第4章 1921-1956 カラー革命と第一期黄金時代

第20回 ナショジオが報道写真の本流から外れたわけ

 前回は第二次世界大戦期間中にナショジオの地図が好評を博したことを紹介しました。なので、今回は記事をざっと眺めてみたいと思います。

 第一次大戦のときとは違って、協会のスタッフが何10人も兵役につくようなご時世にもかかわらず、『ナショナル ジオグラフィック』の記事はどれも饒舌で、しばしば底抜けに陽気でした。

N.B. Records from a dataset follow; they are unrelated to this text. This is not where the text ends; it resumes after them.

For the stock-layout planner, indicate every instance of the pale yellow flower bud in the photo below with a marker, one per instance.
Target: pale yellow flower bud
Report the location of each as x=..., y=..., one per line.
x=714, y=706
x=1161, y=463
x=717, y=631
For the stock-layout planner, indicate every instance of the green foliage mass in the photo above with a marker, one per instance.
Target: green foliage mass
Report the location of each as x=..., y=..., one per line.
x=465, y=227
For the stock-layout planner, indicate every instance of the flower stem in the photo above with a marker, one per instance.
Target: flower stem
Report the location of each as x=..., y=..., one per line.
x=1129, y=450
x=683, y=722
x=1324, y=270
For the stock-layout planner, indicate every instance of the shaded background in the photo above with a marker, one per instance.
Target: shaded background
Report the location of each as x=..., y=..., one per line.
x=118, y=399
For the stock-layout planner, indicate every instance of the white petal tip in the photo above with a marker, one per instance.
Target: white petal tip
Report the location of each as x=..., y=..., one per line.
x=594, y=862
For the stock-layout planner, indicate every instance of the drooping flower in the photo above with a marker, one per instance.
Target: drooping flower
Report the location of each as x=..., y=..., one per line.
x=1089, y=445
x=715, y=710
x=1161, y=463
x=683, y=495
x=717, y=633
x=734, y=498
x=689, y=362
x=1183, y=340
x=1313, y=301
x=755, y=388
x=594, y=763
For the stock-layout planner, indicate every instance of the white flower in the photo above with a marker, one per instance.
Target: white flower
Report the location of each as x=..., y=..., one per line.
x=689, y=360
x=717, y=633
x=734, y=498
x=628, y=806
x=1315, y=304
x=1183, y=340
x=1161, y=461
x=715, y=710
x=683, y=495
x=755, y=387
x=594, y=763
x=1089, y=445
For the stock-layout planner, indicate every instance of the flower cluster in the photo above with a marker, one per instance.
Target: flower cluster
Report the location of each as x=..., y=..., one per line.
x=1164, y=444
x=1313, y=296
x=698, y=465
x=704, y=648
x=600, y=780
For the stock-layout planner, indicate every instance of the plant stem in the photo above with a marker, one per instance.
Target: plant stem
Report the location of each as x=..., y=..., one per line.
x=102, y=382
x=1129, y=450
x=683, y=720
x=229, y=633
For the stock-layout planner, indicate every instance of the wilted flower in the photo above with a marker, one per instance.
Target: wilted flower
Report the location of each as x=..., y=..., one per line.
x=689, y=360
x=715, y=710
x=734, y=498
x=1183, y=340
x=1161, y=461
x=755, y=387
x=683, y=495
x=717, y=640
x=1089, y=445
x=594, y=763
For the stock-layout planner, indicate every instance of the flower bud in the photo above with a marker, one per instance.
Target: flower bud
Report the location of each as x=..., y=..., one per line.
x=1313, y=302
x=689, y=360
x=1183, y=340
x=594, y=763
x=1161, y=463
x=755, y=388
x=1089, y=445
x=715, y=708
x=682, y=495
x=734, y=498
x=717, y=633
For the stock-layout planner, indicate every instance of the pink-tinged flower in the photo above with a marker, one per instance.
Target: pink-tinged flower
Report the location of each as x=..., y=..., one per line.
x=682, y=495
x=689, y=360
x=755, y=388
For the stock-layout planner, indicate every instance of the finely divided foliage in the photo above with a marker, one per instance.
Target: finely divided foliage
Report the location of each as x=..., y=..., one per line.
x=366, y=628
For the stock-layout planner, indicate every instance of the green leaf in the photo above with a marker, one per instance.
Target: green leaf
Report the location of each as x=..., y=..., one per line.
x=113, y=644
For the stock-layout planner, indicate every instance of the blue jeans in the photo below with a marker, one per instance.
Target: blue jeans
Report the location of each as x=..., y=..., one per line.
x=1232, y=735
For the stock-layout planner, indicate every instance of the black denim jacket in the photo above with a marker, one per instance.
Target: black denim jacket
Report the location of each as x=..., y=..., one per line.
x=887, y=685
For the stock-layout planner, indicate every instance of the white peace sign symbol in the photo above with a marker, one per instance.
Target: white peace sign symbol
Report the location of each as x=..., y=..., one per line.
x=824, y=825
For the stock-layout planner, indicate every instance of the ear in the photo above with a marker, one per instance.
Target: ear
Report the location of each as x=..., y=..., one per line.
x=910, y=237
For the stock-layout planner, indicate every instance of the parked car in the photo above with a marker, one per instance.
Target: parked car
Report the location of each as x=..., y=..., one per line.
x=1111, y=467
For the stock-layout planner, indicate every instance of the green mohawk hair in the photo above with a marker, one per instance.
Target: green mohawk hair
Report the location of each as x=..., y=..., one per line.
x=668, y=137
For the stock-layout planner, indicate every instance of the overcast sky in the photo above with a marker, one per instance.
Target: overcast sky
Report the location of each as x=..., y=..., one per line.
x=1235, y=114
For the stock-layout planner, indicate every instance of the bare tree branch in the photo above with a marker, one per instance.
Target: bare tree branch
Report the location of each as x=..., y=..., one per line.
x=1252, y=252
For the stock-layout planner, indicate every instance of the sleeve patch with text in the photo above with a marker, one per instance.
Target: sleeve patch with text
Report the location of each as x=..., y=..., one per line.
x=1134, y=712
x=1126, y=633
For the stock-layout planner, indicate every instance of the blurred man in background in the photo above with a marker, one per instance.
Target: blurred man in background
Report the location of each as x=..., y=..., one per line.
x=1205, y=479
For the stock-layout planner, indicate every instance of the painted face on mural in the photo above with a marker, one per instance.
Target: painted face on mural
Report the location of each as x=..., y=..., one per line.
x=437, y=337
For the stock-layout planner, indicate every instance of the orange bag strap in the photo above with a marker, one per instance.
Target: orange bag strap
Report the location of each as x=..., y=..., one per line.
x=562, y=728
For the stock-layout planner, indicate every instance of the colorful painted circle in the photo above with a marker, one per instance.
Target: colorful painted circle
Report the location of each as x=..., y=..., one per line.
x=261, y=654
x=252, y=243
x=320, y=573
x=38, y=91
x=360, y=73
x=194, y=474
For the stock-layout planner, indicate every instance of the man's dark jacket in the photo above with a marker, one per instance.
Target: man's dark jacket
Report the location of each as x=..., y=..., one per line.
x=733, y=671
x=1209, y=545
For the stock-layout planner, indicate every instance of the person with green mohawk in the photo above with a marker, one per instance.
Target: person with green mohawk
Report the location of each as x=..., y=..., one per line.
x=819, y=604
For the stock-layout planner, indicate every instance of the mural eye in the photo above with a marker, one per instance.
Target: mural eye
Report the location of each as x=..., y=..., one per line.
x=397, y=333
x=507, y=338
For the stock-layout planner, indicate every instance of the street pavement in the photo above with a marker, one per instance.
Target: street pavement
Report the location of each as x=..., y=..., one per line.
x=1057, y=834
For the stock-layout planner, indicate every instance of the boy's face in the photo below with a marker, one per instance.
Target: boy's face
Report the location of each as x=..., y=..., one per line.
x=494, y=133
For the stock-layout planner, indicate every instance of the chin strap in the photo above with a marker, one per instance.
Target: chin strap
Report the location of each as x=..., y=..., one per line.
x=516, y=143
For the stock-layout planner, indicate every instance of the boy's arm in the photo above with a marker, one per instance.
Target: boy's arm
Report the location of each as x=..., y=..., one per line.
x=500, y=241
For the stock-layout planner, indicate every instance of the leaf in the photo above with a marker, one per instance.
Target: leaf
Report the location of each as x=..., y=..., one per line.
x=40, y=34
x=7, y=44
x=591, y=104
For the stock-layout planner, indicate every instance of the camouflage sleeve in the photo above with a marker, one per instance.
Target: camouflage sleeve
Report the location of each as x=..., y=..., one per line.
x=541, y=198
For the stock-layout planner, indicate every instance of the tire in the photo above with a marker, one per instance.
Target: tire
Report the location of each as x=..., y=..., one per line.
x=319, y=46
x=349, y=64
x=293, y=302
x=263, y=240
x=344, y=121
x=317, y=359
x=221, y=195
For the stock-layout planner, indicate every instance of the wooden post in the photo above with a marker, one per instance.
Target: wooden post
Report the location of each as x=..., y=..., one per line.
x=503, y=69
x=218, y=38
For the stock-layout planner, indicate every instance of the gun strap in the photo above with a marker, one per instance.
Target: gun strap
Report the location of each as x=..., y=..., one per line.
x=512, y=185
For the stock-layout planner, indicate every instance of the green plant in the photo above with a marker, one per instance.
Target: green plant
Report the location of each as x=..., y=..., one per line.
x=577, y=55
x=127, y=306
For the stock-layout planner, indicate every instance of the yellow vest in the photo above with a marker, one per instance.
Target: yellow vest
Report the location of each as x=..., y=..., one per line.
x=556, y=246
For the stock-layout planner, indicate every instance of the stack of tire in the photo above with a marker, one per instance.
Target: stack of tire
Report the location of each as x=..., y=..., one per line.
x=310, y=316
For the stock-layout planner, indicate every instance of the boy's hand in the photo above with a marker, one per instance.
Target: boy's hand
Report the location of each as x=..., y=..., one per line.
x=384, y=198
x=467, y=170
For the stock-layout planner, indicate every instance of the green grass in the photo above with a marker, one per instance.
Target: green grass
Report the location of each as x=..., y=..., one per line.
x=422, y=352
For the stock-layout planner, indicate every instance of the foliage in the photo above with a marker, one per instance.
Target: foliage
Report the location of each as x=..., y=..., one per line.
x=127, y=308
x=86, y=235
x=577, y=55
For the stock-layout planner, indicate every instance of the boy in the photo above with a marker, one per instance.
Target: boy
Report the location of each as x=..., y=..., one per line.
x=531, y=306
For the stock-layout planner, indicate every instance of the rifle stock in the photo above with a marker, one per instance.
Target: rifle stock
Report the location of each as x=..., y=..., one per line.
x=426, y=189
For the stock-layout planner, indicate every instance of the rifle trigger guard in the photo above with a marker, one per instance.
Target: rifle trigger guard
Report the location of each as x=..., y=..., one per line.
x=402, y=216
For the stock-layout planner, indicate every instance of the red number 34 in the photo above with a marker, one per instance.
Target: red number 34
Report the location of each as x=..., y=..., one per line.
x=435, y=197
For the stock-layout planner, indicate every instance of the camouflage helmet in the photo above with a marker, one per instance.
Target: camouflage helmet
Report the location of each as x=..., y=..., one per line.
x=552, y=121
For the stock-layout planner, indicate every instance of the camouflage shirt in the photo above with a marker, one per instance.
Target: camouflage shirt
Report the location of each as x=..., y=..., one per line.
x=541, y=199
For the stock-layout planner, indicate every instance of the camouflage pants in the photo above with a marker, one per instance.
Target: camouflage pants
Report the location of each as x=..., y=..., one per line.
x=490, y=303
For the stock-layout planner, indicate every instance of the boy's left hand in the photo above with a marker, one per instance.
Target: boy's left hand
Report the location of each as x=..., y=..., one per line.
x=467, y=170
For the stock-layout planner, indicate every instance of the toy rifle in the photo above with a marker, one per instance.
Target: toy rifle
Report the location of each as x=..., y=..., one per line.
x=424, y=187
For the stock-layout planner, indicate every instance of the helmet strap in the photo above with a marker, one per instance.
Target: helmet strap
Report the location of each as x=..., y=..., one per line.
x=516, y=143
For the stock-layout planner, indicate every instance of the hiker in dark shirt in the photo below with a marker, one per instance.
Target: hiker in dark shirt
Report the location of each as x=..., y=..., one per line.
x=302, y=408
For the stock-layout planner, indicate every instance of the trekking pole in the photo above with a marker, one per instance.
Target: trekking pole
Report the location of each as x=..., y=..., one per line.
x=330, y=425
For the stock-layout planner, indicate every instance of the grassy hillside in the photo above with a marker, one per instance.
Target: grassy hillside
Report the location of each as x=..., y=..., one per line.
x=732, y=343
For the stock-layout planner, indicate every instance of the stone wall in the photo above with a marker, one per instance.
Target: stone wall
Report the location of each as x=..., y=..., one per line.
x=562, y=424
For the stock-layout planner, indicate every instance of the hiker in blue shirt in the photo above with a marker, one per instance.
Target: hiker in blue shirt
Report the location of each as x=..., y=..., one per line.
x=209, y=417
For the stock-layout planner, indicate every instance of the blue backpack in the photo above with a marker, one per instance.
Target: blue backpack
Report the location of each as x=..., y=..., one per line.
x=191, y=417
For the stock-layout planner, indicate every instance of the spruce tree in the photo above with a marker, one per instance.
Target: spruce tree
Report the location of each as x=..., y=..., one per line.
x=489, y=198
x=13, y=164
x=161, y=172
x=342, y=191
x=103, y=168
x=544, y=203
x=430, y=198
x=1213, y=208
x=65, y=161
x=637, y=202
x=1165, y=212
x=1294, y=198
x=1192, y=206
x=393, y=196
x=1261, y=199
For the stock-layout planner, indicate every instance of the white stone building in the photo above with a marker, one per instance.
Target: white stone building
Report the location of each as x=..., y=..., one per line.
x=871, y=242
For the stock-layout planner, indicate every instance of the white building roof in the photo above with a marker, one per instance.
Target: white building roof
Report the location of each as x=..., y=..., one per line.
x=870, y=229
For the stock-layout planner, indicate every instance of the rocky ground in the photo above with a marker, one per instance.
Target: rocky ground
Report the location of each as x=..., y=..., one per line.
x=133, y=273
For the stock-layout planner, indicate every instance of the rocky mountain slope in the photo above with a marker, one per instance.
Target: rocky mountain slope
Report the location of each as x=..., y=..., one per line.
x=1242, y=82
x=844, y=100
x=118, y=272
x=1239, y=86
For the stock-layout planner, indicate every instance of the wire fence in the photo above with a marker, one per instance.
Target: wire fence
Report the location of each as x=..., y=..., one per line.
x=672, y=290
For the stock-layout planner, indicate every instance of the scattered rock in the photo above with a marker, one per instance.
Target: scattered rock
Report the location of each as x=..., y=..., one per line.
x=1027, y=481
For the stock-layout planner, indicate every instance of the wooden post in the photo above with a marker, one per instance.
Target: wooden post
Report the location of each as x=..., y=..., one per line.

 当時の主要メディアが流した戦争報道は暗いものばかり。戦場の写真を繰り返し掲載した新聞や雑誌と比べると、ナショジオのトーンは明らかに異色です。戦地の記事でもナショジオに戦闘シーンの写真が掲載されたことはほとんどありません。

 なぜか。

 それがグロブナーの一貫した編集方針だったからです。第3章第2回で紹介した「ナショジオの7大編集方針」の6番め、「国や民族については、本質的に親切な記事に限る。不快だったり、過度に批判的だったりしてはならない」というわけです。

 グロブナーの編集方針の根底にあるのは当然「地理知識の向上と普及」という協会の使命です。そこから外れてしまったら、ナショジオとしては意味がない。